On 31 January 1958, Benjamin walks Lowen home from school, taking a route through the harbour in order to buy more hair dye and makeup from the chemist. Unaware that a chain of events had already been set in motion prior to Benjamin and Lowen beginning that journey, Benjamin is distracted by an explosion in the harbour-side tea rooms run by the elderly Miss Maureen Moncrief, and does not notice Lowen slipping from the harbour wall down into the waves.

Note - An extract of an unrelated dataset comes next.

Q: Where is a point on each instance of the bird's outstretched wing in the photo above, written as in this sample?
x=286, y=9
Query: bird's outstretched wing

Benjamin dives into the sea to save Lowen but she drowns ("Matter of Time II"). Devastated, Elowen and Benjamin mourn their daughter ("The Tide is Comin' In (Reprise)"). Elowen reveals she knows about Benjamin's concealment of his age and his lies. On 28 February 1958, Benjamin, unable to cope with his situation, leaves Elowen and travels the world to find a cure for his reverse-ageing ("Rollin' Away").

On 28 November 1963, Benjamin (aged 25) encounters Little Jack (now a ship's captain) in Portsmouth, New Hampshire. Little Jack does not recognise him at first; Benjamin reveals his reverse-ageing to him and Jack, while somewhat recognising Benjamin, refuses to believe him and rejects him ("Rollin' Away (Reprise)"). Believing he has nowhere else to turn, Benjamin fills his pockets with stones and walks into the sea to end his life ("The Kraken's Lullaby (Reprise)"). As he exhales his last breath and begins to sink himself, he notices something floating above him. Over the past nineteen years, the message he had sealed in a bottle from Portsmouth, England back in 1944 had drifted around the world and floats above him at the precise moment he begins to drown ("A Glass Bottle"). Fighting against the tide, he swims up and reads "words written by an older, and wiser man" on the beach. He resolves to return to Cornwall to Elowen, vowing to repair his relationship with his wife and son, and to embrace the reality of his life rather than hiding it from the world ("Home (Reprise)").

On 9 December 1963, Benjamin returns home to find Elowen. He tries to apologise to her for leaving; she reveals she had forgiven him years ago. Locryn is less forgiving for his absence, and Benjamin finds out that Elowen is dying of terminal anaplastic astrocytoma. She tells him that all they can do is make the most of the time they have left together as a family. In March 1966, Locryn celebrates his twenty-second birthday, unaware that Benjamin's reverse-aging means he is now the same age as his son ("Time"). On 20 July 1969, Benjamin and Elowen watch Neil Armstrong walk on the moon on a television set in her hospital room; she dies in his arms soon after. Benjamin moves into Locryn's house and visits The Pickled Crab with him every Friday night, and the two men gradually begin to repair their father-son relationship ("A Little Life (Reprise)").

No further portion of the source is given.